Crosswaithe went outside to the dogtrot and sat with the logs hard against his back. He lit a cigarette and sat smoking it. He tried to get his mind under some kind of control. To force order onto chaos. He tried to think of the girl, the curving line of a hip, a rosebud nipple on a field of white.
The girl herself came out of the living room. What’s the matter? she asked.
Get away from me, Crosswaithe said.
It’s about dark, she said. We’re going to have to do something.
Get away from me, he said again. She went back into the room and pulled the door to. Crosswaithe rose and spun the cigarette at the snowy dark and went back into the room. He grasped the old man by the edge of the twisted sheet and w
ent dragging him out of the room like some demented pulltoy.
We’ve got to get this mess off him and clothes on him, Crosswaithe said. I’m going to take him back in the woods and lean him against a tree like he was out hunting and just died. It’d look kind of peculiar next spring if some hunter walked up on him and he was still wearing this bedsheet. And find him some shoes.

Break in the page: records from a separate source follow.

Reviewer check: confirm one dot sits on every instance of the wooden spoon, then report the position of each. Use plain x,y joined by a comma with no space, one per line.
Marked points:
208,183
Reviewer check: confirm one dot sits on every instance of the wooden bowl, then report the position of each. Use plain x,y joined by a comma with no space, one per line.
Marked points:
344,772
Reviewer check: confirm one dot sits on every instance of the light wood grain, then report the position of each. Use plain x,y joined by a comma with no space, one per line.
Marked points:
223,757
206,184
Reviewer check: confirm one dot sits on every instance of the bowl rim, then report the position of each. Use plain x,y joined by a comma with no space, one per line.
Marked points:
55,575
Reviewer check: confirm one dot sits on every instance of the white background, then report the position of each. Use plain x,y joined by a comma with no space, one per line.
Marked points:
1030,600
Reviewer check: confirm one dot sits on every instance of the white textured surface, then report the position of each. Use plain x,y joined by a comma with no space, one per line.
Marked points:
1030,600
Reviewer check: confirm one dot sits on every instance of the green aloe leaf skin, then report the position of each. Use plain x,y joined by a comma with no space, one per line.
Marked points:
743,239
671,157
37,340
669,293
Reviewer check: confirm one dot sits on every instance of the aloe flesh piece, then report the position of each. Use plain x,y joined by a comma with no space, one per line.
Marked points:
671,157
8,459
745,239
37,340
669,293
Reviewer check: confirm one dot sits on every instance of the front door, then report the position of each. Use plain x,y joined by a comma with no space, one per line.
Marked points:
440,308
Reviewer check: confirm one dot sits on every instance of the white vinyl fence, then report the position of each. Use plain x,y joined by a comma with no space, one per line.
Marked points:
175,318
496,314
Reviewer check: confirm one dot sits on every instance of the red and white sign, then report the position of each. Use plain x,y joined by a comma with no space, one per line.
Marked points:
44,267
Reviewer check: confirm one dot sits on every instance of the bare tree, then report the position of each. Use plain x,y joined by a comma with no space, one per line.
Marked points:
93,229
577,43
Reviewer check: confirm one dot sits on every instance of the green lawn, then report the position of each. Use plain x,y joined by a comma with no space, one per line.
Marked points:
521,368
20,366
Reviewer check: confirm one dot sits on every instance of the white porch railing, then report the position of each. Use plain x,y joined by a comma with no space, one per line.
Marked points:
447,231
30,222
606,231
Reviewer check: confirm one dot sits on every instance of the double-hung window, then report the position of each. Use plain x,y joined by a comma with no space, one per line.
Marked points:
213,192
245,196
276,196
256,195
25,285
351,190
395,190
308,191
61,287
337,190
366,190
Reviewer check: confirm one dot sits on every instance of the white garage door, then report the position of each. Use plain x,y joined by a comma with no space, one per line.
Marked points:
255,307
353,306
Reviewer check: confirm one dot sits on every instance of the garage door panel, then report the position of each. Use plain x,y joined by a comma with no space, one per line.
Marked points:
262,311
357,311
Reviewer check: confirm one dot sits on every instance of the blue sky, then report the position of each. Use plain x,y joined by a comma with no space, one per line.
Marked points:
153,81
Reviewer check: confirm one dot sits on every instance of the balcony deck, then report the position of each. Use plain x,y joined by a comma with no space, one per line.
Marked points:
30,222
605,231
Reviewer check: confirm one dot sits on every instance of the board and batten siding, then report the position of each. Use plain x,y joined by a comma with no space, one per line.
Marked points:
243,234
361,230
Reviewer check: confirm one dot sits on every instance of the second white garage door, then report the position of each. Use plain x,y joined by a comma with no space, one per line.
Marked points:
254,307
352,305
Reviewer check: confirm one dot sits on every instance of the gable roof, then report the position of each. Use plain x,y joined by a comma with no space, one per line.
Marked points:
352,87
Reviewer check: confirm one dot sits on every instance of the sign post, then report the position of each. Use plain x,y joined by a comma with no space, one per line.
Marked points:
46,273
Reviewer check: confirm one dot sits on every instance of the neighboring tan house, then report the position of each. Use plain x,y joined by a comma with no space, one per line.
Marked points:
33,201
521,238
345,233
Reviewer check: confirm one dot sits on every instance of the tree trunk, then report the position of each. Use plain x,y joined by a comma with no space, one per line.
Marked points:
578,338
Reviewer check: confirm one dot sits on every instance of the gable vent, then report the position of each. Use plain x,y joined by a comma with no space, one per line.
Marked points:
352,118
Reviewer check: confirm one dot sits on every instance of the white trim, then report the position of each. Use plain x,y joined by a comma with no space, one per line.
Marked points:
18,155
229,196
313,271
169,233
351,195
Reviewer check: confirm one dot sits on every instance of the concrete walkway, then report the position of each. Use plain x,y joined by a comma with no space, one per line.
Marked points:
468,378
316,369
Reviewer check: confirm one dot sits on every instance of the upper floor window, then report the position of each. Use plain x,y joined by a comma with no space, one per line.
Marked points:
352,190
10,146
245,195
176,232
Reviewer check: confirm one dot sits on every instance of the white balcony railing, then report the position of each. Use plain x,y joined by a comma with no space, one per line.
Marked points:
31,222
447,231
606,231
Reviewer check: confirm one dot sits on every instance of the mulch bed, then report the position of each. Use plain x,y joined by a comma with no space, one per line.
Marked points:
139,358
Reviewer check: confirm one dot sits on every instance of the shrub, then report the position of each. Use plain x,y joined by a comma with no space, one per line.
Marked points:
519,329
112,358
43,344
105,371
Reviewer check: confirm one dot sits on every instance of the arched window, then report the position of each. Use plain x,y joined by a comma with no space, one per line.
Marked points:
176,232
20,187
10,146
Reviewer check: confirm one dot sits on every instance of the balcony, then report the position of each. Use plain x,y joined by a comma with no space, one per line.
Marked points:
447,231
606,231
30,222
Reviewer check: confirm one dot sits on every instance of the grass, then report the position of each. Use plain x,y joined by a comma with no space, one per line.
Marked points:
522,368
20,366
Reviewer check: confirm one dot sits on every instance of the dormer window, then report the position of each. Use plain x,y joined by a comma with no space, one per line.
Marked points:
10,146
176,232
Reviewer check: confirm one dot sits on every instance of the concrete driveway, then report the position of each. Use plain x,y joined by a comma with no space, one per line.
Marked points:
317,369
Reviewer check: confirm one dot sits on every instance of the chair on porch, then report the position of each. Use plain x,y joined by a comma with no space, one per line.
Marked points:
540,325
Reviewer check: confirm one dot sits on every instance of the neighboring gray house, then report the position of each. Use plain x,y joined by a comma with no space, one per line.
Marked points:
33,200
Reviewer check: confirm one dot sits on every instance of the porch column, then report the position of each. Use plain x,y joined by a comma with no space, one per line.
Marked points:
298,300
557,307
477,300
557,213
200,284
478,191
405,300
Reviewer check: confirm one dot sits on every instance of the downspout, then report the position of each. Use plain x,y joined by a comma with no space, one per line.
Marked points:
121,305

He dragged a recliner next to the heater and propped the old man in it. The sides of the sheet-iron heater were cherry red. He went looking for something else to feed it. The old man crouched steaming and smoking in his chair and they sat before the fire watching him like necromancers trying to raise something from the dead.
HE WENT WITH THE GUN hauling the old man along into deepening dark. Trees like runs of ink on a white page, a shifting curtain of billowing snow. His feet creaked on the snowy earth and everything gleamed with a faint phosphorescence. When he got to the head of the hollow he could drag the old man no farther. He was forced to wrap gun and body in the blanket and shoulder the whole loathsome package and climb pulling himself from sapling to sapling up the slope. Halfway up he paused to rest, leaned with the old man balanced on him like something dread that had sprung upon him out of the dark and just would not let go. He crouched listening to his ragged breathing, to the soft furtive sound of the woods filling up with snow.
AT GOBLIN’S KNOB the parking lot blazed with light and there was the dull thump of a bass guitar feeding out of the white frame building like something you felt rather than heard. The graveled parking lot was filled with pickup trucks, with racked deer rifles in the back windows, and most of them festooned with tags with messages on them. Crosswaithe read a few of them on the way to the porch. This vehicle protected by Smith and Wesson. Ill give up my gun when they pry it from my cold dead fingers. Kill them all and let God sort them out.
Let’s get the hell out of here, Crosswaithe said.
Well just stay a minute. I need to get some more vodka for the road and I might see somebody I need to say goodbye to.
I need to say goodbye to every son of a bitch I’ve met in this sorry godforsaken place, Crosswaithe said.